Introduction & Background

Proprioception is the internal sense of the relative position of neighbouring parts of the body. This sense is mediated by proprioceptors: mechanosensory neurons that are located within muscles, tendons, and joints. While nerve cells in the brain and limbs typically communicate the sense of proprioception, commercial prosthetics cannot interface with the neural system, and thus cannot recreate proprioception. Accurate movement control- especially hand-eye coordination tasks- is limited due to the lack of proprioception in commercial prosthetics. The lack of a critical sensation prevents many amputees from transitioning into prosthetic usage, leading 30% of amputees to forego commercial prosthetics altogether [3]. 50 to 80% of amputees experience phantom limb pain- the distressing sensation of pain in amputated limbs [4, 11]. Many researchers suggest that the source of phantom limb pain is defective peripheral or spinal mechanisms [27], specifically defective proprioceptive neural input [1, 28]. Thus, suitable artificial proprioceptive neural input in prosthetic limbs may ameliorate this pain and encourage more amputees to use their prosthetics in daily life.

Defense Advanced Research Projects Agency (DARPA), a United States government military research agency, is actively developing proprioceptive prosthetics, which may provide amputees with a number of medical benefits and a more fluid use of prosthetics [23]. Many groups are currently working to create accurate programming models that predict the output of afferent nerves, nerves which send information to the central nervous system, from proprioceptors (proprioception sensory organs).

Applicability of System Which Predicts Afferent Output From sEMG

A system that can predict proprioceptor afferent output in real time when given joint angles and torques has already been created and validated with experimental data. However, it is difficult to validate the system's accuracy in predicting human output, because the system is unable to predict afferent output from sEMG data and is not open-sourced [29]. Afferent output can be predicted by measuring the joint angles and torque forces of prosthetic limbs with sensors and inputting such information into the system. That system was validated with other proprioceptor models and afferent output data measured with microneurography, the technique of inserting electrode-tipped needles into proprioceptor afferent nerves to measure afferent output [10]. However, while taking many trials to record all joint angles and torques is required for biomechanical simulations with OpenSim, doing so non-invasively is not feasible in living humans.
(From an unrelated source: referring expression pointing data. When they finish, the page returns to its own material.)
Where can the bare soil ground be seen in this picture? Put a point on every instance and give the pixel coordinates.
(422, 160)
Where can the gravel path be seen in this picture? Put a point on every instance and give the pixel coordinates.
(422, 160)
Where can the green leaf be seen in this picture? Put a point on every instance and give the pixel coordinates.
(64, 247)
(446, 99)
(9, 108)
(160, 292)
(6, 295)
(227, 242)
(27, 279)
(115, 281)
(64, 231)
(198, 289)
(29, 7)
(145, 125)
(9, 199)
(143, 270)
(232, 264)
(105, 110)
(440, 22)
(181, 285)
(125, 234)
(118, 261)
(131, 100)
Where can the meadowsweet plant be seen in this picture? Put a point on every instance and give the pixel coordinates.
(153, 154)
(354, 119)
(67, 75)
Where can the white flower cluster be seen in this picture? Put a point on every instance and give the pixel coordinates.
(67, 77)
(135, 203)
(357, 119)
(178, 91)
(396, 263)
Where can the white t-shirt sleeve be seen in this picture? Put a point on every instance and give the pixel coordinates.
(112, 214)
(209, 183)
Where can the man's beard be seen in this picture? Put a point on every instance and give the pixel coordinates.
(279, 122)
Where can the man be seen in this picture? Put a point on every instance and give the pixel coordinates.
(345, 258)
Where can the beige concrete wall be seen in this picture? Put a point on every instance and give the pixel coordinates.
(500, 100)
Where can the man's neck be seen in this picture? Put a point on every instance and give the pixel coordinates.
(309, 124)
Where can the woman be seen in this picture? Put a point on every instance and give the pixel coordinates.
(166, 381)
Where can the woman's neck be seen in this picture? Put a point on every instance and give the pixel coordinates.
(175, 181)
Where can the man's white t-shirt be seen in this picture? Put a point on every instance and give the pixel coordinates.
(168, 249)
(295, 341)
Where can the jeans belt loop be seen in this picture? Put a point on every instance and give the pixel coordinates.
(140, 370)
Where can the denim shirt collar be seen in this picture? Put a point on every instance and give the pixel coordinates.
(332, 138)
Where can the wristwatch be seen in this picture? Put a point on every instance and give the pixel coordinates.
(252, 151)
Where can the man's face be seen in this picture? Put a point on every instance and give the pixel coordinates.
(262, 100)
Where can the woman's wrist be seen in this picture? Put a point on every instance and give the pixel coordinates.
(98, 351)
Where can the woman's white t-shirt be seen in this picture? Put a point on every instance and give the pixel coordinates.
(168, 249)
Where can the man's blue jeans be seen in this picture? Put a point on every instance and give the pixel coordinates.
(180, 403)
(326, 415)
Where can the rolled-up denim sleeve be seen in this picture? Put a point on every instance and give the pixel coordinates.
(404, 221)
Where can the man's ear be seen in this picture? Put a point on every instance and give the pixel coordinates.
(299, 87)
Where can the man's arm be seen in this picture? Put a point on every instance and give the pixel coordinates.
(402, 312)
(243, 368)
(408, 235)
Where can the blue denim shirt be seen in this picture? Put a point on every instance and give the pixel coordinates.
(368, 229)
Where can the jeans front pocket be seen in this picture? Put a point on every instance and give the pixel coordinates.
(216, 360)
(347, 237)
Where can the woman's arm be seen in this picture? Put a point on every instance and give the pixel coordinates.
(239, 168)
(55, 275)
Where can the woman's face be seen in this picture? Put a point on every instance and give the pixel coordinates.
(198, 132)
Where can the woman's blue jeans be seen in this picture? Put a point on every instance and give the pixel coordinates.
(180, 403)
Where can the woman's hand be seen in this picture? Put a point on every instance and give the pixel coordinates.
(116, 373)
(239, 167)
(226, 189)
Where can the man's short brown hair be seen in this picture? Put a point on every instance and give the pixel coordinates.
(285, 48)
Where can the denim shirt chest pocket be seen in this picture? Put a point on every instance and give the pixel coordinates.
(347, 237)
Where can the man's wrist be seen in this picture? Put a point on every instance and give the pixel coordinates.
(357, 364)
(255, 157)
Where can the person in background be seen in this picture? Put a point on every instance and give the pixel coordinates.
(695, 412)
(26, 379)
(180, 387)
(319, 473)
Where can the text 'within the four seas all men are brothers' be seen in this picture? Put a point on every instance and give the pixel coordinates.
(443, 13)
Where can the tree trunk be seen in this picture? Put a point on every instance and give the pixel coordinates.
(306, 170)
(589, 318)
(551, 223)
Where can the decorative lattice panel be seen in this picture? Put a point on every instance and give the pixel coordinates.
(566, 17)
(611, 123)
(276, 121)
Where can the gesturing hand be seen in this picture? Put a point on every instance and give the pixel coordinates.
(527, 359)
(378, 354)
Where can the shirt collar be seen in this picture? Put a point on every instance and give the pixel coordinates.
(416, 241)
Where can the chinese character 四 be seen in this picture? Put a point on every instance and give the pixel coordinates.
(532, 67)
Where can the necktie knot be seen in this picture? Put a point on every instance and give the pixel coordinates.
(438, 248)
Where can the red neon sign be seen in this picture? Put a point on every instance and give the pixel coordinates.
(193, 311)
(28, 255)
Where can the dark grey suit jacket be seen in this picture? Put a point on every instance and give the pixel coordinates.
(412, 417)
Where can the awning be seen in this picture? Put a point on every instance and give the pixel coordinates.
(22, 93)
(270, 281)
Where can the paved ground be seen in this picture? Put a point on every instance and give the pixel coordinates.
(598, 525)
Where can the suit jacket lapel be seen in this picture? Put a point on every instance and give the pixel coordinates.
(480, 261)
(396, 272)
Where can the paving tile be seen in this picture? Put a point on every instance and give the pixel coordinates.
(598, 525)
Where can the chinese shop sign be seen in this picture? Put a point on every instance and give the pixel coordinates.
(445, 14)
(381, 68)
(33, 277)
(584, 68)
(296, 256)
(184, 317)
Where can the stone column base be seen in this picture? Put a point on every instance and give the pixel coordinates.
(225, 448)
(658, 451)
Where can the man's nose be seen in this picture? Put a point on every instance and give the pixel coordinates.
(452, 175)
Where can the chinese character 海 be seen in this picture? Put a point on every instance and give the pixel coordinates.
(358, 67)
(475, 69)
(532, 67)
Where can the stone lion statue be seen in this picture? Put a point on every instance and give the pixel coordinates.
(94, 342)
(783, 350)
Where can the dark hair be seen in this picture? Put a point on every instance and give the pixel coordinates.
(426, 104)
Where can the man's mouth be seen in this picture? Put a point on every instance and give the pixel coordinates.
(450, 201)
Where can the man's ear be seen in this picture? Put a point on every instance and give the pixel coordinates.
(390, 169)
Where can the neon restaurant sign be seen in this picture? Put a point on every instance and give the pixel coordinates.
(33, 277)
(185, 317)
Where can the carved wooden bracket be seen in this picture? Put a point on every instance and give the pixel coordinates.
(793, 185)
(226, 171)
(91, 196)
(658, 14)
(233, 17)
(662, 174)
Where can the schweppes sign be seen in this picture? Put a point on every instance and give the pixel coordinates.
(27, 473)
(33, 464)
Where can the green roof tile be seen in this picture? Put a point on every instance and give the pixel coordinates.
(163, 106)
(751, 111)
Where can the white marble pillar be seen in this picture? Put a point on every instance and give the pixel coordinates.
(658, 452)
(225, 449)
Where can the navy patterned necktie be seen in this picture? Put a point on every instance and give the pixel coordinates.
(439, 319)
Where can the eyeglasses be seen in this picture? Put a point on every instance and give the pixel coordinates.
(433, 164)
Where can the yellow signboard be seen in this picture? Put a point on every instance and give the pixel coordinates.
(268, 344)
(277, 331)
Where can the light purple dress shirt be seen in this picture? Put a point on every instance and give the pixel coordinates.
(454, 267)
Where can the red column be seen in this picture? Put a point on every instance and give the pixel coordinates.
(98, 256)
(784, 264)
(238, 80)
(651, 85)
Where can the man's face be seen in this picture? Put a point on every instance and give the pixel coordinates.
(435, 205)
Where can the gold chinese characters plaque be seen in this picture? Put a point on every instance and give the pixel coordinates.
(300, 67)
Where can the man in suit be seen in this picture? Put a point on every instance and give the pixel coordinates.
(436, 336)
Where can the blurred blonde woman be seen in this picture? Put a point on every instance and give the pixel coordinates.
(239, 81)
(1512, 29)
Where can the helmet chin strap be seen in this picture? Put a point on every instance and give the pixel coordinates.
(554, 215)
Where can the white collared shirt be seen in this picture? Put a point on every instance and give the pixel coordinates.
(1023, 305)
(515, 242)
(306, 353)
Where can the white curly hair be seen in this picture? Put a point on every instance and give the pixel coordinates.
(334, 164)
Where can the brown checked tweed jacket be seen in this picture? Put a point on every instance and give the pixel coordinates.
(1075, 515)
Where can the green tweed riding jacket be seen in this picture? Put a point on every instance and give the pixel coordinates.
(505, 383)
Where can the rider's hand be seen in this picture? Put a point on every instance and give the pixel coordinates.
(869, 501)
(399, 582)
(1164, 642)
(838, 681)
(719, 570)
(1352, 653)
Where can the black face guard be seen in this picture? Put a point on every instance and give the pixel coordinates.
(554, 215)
Therefore, while afferent output (the system's output) can be easily measured with microneurography, joint angles and torques (the system's input) are nearly impossible to measure, which makes validating that system for humans difficult. In comparison, a system with the input of sEMG and the same output of afferent output, as presented here, can easily and thoroughly be validated with human data. The system presented here cannot be directly applied to prosthetics, because sEMG cannot be recorded in the case of an amputee's amputated limb. Yet, with the input of joint angles and torques measured from prosthetics, and use of the OpenSim Inverse Kinematics tool, my system can be used for proprioceptive prosthetics. Additionally, proprioceptor simulation has other applications, including possibly providing proprioception in cases where the motor neurons can produce muscle excitations, but afferent output is incorrect or is not produced.

Received Experimental Data

Systems predicting afferent output must be validated with experimental data. Microneurography is the primary technique for recording afferent output in humans. Upon email request, the author of a "study of interest" [19] shared de-identified muscle excitations and afferent output data recorded with sEMG (in the muscles ECR, EDC, FCR) and microneurography, respectively, in the human forearm as participants performed certain movements (wrist extension/flexion, wrist radial/ulnar deviation, or a combination).

Background: Physiology

Creating a system that predicts afferent output requires an understanding of the physiology of proprioception. Muscle spindles are the most studied proprioceptor. Spindles are sacks of sensitive fibers attached to a number of separate, extrafusal muscle fibers (muscle fibers which contribute to muscle contraction, not proprioception) inside a muscle belly, allowing the spindles to be stretched in tandem with the muscle. Sensory information encoded by those fibers is transmitted as electrical signals by two main types of afferent nerves: Ia afferents, which encode muscle length (by firing more frequently in stretched muscles) and change of muscle length (by firing more frequently in quickly stretched muscles), and II afferents, which encode only muscle length. Thus, when a muscle is stationary, both Ia and II output encode the muscle's length, and when a muscle is stretching, Ia output increases drastically to indicate the speed of the stretch while II output increases proportionally to muscle length.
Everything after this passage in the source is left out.